Deuxièmement, le déclin du français à Montréal est d’abord dû au fait que les familles francophones quittent pour la banlieue et, ensuite, à la composition linguistique des immigrants qui était imprudente avec les gouvernements précédents. C’est là-dessus qu’il faut travailler. La nouvelle loi 101 ne vise pas les anglophones montréalais; elle vise à induire les immigrants allophones vers le français. Les anglos pensent souvent qu’ils sont la cible. Ils l’ont déjà été, mais aujourd’hui, ce n’est plus le cas.
Est-ce que l’accès à l’habitation est la véritable solution pour sauver le français à Montréal?
Absolument. On se rend compte que les jeunes familles qui veulent avoir accès à un premier logement voient le différentiel de prix avec la banlieue.
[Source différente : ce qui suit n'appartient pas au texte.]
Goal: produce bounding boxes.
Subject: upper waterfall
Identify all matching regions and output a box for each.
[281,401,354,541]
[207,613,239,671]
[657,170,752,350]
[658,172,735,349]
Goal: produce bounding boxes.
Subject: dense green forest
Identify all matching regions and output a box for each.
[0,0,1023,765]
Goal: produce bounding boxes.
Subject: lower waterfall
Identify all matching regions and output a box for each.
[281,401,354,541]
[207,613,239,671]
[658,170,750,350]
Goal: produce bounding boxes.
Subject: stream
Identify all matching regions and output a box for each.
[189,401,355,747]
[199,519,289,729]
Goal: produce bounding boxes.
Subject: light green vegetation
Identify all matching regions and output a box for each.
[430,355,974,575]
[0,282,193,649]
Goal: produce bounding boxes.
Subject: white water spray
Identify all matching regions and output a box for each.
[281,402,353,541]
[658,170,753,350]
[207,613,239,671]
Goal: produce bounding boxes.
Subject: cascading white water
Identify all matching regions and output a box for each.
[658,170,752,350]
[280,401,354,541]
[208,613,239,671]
Même ceux qui seraient près à assumer ce différentiel ne trouvent pas l’offre : la troisième chambre, la quatrième chambre.
Mais ce ne sont pas seulement les familles francophones…
Non, mais si sur dix familles qui quittent, il y en a sept de francophones, on va pouvoir en retenir sept sur dix. C’est sûr que les politiques qu’on va développer seront pour toutes la familles de l’île. Par exemple, les commissions scolaires anglophones de l’île sont très favorables à ces politiques, parce que leurs familles quittent aussi pour la banlieue. On considère qu’en bout de ligne, ces actions seront favorables au français.